In the past it has been the practice to form battery separator envelopes by interconnecting walls of battery separator through the means of adhesives, hot melts, tape or when the battery separator material was appropriately sealable through heat seals and ultrasonic sealing. In all of these instances, using the previous practices, it was usual to either butt the edges of the battery separator together where it was to be joined or to lap them over one another. It has also been the practice in the past to directly cast battery separator tubes or to sew tubes from fabric and then impregnate the fabric.
It has surprisingly been found that through the present invention the walls may be spaced from each other and interconnected through a foam member and yet no additional space is lost within the battery without deleteriously affecting the free flow area of the battery separator available to the battery electrolyte.
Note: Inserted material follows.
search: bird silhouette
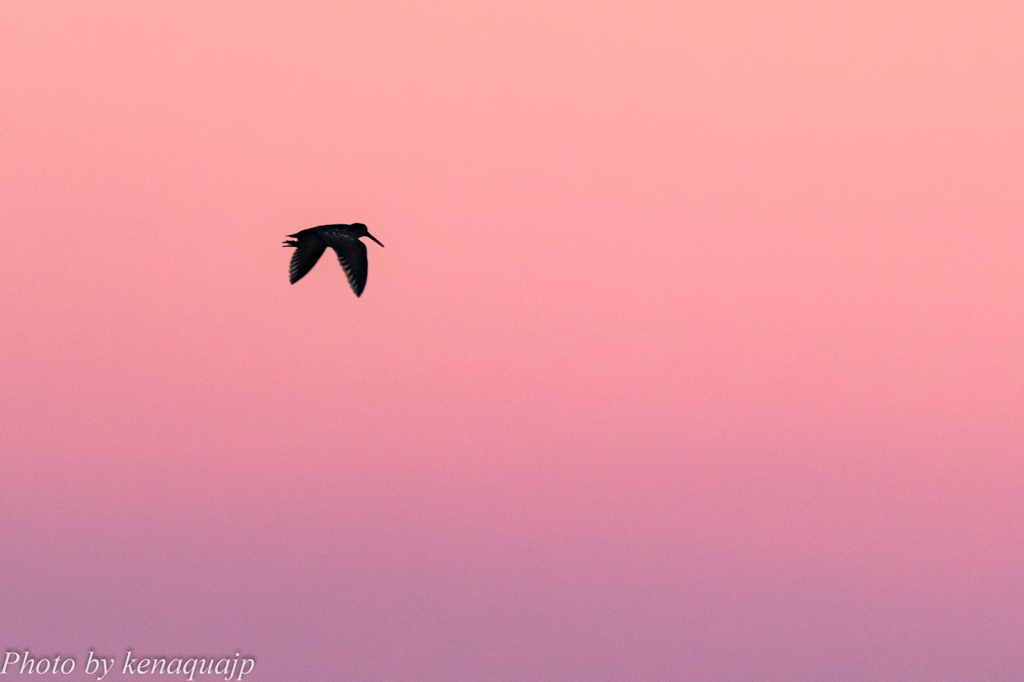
[285,222,384,296]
One prior enveloping method used with the positive plates of lead acid industrial batteries involved placing glass mats over the faces of the battery paste and then wrapping the plate around its narrow dimension with a tape of glass sliver. Then a PVC sheet is wrapped over the tape, overlapped and sealed. The PVC sheet has perforations mechanically poked in it where the paste is and is solid at the edges of the plate to reduce moss or edge shorts. The bottom edge (open edge opposite the battery post) is then inserted into a plastic shield that fits over the rectangular bottom of the PVC wrapping.